I'm definitively talking about the "is" side of the is/ought distinction. Not your moral beliefs or 'hopes' for how things will turn out.

And not focused on such dry, mostly undisputed facts like "the earth's gravity pulls things towards it center" or "the mitochondria is the powerhouse of the cell."

Ideally beliefs that you consistently use to make predictions about actual events, despite not having sincere certainty about their accuracy.

One that I've been leaning on a lot lately: "Intelligence tends to be positively (if imperfectly) correlated with wisdom."

This is probably the one thing preserving my general optimism for humanity's future.

There are definitely high-IQ sociopaths running about, but I strongly believe that the world would be in a much worse place if the smartest apes amongst us were not also generally aware of their own limitations and were trying to make good decisions that considered more than just short term interests.

People are terrible, a person can be great.

People will do the right thing after first exhausting every other available option.

The stock market is completely divorced from productivity, profit, market share and consumer satisfaction.

For all the good the internet has done, many load bearing systems in society were not prepared for the effects of globalism and the information superhighway, and we have been suffering from the network effects and scale effects of the internet ever since.

Racism is a form of bias, and bias is impossible to truly eliminate as long as differences exist. It can be mitigated, but never truly removed.

Only a Sith deals in absolutes. People want to think in binary, they want absolute X and absolute Y, hard reality, a right answer and a wrong answer they can die on a hill over. Unfortunately, when the binary solution doesn't work, people lose their minds.

Any system of government works under a certain amount of people. I am uncertain as to the exact number but it's probably lower than Dunbar's.

Societal paradigms and dominant modes of thought take hold because they advantage the people, not because they are correct.

Don't attribute to malice what can be attributed to stupidity; however, JJ's razor applies. If you can't tell the difference, what does it matter?

Sadly, Porn is the most important TLP idea, even more than narcissism, and it explains modern consumerist hyperculture. We are all buying or consuming facsimiles of things to approximate or satiate the need for the thing we actually want, and numbing that need sufficiently is one of the great triumphs and tragedies of modern civilization.

Do you think Sadly, Porn is worth reading in its totality?

I would recommend reading Scott's and Rob Henderson's reviews of it, and if it piques your interest*, give it a try. But fair warning: it's probably the single most impenetrable book I've ever read in my life.
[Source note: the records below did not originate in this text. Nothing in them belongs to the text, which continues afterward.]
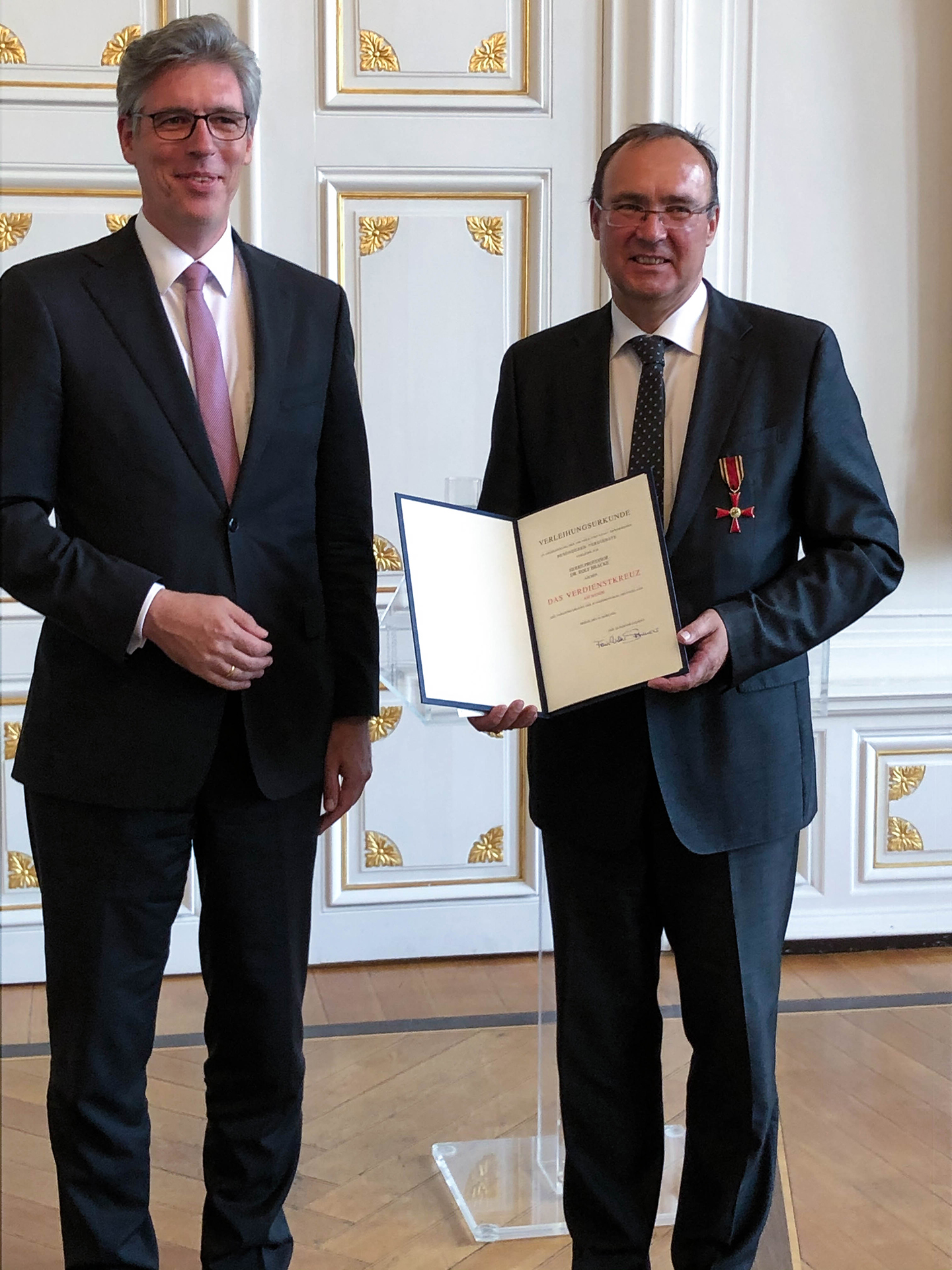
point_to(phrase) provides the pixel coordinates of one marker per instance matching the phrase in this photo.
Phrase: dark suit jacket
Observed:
(734, 757)
(100, 423)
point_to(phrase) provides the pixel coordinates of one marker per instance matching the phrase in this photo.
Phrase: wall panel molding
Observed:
(393, 59)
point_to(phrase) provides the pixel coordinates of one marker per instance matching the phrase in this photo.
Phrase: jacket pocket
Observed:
(314, 619)
(787, 672)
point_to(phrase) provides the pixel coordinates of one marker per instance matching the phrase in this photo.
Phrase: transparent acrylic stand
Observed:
(512, 1188)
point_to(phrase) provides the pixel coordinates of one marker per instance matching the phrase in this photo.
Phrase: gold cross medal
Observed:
(733, 473)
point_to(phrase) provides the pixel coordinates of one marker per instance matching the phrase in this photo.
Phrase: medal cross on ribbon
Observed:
(733, 474)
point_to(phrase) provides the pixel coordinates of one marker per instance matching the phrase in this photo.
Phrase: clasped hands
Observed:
(219, 642)
(707, 638)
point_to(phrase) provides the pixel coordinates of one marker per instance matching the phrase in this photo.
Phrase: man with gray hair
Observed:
(677, 807)
(188, 407)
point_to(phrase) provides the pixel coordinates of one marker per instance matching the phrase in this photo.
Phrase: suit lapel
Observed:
(125, 291)
(273, 316)
(586, 441)
(725, 366)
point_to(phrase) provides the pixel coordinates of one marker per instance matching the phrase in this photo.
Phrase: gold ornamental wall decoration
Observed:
(903, 836)
(905, 780)
(487, 232)
(377, 54)
(117, 46)
(20, 872)
(12, 51)
(385, 723)
(376, 232)
(386, 556)
(380, 851)
(491, 55)
(15, 226)
(488, 849)
(12, 738)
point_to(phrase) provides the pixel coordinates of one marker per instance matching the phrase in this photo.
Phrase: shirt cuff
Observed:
(138, 636)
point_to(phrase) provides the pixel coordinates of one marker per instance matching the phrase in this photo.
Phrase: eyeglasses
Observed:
(627, 215)
(179, 125)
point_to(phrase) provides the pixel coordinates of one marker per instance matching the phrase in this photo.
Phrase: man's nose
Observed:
(202, 138)
(651, 228)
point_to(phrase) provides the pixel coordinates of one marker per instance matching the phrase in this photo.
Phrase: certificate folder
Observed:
(555, 609)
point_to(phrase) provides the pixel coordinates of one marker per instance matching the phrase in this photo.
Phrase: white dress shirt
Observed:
(684, 328)
(230, 304)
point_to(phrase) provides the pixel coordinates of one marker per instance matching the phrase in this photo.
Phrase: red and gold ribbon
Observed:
(733, 473)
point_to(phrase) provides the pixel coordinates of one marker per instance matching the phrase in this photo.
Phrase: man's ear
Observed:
(124, 126)
(593, 222)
*Which is to say, if you feel personally attacked.

Absolutely the hell not - he wrote it as a didactic exercise that also functions as part of his "if you're reading it, it's for you" idea. If you already get his ideas, there's not much new there. Only someone who is interested in self-flagellation as the sort of person who looks critically at themselves would read such a book; better to better yourself through doing the actual work.